Predictability of the Madden–Julian Oscillation index: seasonality and dependence on MJO phase (Oliver and Thompson, Climate Dynamics, 2016)
Abstract: We describe here a damped harmonic oscillator model for the Wheeler and Hendon (Mon Weather Rev 132(8):1917–1932, 2004) Madden–Julian Oscillation (MJO) index in order to gain new insights into the predictability of the MJO. Building on a tradition of idealized models, the model for the MJO state consists of a bivariate autoregressive process, equivalent to a finite difference approximation to a dynamical underdamped harmonic oscillator, as represented by a second order ordinary differential equation. The statistical properties of the model, namely the ensemble mean, ensemble variance, and within-ensemble correlation, are used to develop predictability time scales for canonical MJO events. We explore the model under both white noise and coloured noise forcing and the model parameters are estimated using maximum likelihood estimation, as a function of season and initial MJO event amplitude and phase. The model provides a significantly better fit using coloured noise forcing, which is equivalent to using a higher order model, indicating that the MJO index is not a simple order-1 coupled autoregressive process. Using the fitted model we map the predictability times scales for the mean, variance, and correlation as a function of initial MJO position in phase space. It is shown that the predictability time scales, and thus MJO predictability, vary as a function of MJO phase space and season which is a novel result for empirical models of the MJO. The result that MJO predictability varies with MJO state also has relevance for the interpretation of the Maritime Continent prediction barrier.

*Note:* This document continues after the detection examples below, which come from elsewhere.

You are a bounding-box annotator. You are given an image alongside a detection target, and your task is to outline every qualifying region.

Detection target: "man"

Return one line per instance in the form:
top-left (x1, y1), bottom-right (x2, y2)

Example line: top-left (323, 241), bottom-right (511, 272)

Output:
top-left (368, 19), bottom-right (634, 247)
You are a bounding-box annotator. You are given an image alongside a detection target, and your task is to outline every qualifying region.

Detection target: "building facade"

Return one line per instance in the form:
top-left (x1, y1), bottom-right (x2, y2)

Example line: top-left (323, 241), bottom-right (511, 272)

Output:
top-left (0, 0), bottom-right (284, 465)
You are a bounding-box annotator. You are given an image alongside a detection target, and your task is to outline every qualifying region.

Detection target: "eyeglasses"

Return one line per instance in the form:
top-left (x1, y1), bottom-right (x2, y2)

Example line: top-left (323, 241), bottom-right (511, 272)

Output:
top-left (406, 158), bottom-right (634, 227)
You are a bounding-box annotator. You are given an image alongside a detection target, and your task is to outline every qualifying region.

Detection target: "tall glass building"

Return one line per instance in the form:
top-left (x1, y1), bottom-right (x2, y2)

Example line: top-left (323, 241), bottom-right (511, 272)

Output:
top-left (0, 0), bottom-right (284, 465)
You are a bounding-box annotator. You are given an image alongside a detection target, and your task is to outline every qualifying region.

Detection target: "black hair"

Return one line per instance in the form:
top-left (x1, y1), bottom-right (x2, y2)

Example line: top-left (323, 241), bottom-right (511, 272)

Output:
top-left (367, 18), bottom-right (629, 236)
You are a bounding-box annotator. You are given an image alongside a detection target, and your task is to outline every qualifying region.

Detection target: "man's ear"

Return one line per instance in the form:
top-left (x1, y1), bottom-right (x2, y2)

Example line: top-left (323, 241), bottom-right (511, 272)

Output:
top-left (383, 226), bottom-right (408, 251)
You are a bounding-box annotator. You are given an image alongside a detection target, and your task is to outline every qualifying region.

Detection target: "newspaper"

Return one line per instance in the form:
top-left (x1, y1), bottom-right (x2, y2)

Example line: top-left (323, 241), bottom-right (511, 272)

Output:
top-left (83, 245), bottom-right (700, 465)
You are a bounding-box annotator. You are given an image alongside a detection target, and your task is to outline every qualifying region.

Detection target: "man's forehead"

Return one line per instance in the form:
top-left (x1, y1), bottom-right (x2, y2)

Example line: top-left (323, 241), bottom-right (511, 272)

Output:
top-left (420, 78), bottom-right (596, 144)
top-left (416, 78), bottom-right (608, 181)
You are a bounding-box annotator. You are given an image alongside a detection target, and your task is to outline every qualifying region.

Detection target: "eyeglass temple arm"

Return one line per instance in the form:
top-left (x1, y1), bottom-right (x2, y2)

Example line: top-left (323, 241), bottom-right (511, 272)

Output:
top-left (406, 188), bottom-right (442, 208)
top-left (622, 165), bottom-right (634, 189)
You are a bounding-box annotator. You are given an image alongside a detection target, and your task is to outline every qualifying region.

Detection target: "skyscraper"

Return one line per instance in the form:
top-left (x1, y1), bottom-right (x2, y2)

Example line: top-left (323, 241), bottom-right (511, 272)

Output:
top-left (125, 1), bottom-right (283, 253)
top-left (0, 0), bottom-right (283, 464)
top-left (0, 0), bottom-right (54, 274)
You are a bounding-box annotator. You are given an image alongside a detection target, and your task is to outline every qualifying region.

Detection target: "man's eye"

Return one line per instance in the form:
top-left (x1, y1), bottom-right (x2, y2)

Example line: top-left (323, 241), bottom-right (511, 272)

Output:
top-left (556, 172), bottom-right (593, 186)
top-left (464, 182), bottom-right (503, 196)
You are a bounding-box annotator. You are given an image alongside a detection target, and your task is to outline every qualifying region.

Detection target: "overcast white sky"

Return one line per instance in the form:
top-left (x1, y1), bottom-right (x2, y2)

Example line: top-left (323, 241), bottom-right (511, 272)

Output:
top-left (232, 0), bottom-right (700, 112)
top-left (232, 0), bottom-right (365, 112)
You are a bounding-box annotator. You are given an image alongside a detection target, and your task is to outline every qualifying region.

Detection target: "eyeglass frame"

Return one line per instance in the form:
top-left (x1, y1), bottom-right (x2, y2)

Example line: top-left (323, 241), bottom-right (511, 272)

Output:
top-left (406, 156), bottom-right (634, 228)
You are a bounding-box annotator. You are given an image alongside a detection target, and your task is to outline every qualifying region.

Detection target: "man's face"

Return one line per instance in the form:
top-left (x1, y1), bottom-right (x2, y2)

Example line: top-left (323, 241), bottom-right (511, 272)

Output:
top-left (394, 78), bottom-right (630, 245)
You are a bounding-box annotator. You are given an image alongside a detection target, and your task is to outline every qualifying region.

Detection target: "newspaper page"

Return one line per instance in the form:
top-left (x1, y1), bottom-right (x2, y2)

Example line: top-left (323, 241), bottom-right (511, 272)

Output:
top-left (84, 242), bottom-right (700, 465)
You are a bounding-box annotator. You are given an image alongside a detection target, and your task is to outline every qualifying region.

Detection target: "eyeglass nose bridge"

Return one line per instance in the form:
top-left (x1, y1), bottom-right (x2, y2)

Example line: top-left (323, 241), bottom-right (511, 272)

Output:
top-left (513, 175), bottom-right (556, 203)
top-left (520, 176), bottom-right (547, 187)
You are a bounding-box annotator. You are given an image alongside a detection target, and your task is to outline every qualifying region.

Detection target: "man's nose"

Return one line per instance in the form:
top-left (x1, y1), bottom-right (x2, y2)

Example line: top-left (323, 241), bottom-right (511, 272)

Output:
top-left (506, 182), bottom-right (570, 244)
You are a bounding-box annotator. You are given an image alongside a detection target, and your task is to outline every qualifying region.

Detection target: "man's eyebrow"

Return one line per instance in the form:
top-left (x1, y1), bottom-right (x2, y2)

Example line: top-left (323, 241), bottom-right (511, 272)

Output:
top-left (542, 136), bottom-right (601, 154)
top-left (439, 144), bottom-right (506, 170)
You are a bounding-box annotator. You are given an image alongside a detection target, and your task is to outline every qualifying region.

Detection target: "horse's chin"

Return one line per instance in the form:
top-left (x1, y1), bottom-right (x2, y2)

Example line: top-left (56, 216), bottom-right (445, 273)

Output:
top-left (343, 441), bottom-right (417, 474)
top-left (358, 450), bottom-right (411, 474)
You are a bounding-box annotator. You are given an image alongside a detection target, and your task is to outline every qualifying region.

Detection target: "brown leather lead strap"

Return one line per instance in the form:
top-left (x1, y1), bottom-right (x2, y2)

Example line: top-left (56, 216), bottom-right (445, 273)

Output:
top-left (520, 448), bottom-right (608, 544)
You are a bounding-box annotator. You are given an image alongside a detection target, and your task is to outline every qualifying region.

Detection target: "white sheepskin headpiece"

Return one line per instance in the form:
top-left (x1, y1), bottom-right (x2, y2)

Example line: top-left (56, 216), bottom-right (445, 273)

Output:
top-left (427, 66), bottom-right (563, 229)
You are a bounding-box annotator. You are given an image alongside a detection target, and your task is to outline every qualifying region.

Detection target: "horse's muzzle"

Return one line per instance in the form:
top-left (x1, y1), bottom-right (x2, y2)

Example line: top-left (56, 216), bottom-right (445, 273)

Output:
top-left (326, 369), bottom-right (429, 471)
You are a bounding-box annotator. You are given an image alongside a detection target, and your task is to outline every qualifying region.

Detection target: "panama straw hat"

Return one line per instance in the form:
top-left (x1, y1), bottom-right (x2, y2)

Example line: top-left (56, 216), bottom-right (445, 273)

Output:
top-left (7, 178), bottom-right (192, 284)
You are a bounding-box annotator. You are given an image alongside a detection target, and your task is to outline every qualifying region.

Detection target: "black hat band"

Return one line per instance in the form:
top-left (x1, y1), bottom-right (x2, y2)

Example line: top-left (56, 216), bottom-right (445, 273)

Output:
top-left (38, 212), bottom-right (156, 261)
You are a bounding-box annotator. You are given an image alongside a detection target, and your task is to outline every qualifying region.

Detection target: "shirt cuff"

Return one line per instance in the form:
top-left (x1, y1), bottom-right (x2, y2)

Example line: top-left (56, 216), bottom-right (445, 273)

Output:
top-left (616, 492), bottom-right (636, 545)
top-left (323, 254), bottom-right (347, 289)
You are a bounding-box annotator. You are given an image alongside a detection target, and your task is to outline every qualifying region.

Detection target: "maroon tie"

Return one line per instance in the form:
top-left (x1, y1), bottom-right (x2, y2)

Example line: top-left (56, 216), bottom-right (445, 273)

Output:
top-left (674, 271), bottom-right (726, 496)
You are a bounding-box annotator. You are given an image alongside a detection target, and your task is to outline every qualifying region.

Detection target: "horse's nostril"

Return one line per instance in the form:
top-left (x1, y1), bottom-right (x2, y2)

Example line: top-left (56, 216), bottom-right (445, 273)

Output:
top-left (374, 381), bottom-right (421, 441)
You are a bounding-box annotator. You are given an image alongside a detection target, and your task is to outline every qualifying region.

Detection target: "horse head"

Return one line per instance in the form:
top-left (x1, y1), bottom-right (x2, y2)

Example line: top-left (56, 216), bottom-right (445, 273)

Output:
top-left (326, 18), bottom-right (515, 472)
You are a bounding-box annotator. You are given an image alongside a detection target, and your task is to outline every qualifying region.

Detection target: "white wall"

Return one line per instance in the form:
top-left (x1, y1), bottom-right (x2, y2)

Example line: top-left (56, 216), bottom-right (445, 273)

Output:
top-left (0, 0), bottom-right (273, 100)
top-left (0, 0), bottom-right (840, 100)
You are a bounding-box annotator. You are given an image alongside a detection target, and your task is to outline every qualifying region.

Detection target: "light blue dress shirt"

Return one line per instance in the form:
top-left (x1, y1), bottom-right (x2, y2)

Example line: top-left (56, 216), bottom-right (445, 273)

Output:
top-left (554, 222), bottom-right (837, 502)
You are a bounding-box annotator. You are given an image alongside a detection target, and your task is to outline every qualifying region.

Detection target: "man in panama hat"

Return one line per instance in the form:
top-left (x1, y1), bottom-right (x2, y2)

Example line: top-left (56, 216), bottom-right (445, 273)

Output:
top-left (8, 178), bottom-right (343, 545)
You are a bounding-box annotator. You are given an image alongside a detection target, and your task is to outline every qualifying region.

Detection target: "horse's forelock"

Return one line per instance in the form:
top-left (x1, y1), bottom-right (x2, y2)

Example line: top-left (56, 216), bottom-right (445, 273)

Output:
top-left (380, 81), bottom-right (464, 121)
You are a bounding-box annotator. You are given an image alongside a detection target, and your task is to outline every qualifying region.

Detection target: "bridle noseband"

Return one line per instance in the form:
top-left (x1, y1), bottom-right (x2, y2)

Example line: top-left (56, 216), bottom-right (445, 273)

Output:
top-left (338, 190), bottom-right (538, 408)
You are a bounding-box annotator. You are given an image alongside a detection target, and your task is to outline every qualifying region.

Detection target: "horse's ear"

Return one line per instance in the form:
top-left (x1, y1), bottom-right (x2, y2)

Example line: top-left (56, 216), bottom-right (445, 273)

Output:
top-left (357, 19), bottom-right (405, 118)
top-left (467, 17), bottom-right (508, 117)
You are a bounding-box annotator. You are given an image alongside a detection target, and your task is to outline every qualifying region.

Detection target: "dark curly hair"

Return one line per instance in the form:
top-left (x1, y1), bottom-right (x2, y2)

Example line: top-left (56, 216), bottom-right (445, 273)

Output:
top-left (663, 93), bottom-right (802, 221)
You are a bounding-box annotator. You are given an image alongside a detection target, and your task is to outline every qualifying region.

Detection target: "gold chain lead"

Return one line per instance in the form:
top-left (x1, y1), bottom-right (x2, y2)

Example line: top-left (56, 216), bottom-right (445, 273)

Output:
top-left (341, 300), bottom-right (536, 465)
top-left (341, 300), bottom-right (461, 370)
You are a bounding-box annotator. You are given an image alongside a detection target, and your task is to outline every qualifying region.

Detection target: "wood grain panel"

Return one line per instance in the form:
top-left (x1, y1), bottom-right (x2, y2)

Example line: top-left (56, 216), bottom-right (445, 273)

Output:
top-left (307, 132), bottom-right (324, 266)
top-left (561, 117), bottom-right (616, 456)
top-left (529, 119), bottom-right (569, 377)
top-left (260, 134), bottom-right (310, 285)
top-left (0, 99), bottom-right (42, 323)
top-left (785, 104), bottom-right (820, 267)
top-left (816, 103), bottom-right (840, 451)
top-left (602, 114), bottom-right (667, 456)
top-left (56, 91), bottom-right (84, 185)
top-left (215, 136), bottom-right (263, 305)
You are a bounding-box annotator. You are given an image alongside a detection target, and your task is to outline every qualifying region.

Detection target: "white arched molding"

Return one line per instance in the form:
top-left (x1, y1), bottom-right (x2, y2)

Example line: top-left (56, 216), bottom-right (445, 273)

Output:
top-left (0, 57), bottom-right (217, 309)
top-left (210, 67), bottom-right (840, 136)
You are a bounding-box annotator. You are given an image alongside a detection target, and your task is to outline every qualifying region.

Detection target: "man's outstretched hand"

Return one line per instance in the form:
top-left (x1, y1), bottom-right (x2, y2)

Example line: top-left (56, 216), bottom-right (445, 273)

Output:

Figure 1: Evolution of the statistics of an ensemble of MJO events. (a) The statistical properties of a 4000-member ensemble of MJO events with an initial observation at ( 2, − 2) and with error variance = 0.1 are shown for the following 35 days. The statistical properties of (b) Model 1 and (c) Model 2. The thick black line shows the mean, the shaded area shows the standard deviation about this mean, and the thin lines show 20 representative trajectories.